The case took another turn with the deportation of Nina Lydoevna.
Like other Foreign Office decisions, no one knew anything about it in advance. It was a diplomatic matter, and diplomatic affairs were the province of the Foreign Office alone. It was true that the second secretary at the Soviet Embassy had been under suspicion for some time and that the Shepherd affair was not the only thing the Foreign Office had against Nina Lydoevna but at least — declared the indignant Morrison — Scott Elliot could have asked Scotland Yard about it first.
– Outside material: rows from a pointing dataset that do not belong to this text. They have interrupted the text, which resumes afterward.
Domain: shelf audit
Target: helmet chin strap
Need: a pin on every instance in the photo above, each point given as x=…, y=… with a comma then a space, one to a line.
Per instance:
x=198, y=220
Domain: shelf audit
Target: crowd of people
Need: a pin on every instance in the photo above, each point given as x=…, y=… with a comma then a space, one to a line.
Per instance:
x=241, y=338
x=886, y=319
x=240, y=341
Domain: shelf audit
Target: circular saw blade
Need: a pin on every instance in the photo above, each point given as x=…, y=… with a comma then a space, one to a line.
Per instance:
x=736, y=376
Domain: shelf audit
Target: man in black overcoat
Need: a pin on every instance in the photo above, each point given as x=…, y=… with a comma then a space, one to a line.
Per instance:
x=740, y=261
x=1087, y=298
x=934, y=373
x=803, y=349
The answer to that was that Scott Elliot probably would have told Morrison if he had not known that Lamb would have got to hear of it as well. So Scott Elliot observed protocol and told nobody. The first that Lamb or Morrison knew about it was the arrival of the copy of the Foreign Office note to his Excellency the Ambassador of the United Soviet Socialist Republics that his second secretary, Nina Lydoevna, was no longer persona grata to Her Majesty's Government.
‘And that is that,' said Morrison. ‘They've done it on purpose.'
They had probably done it to avoid trouble, thought Holmes. There were many reasons why it would be advantageous to the Foreign Office to have sent Nina Lydoevna out of the country if she had been concerned in a security case. The impression would be created that MI5 had done nothing and the Foreign Office had. They had got rid of her.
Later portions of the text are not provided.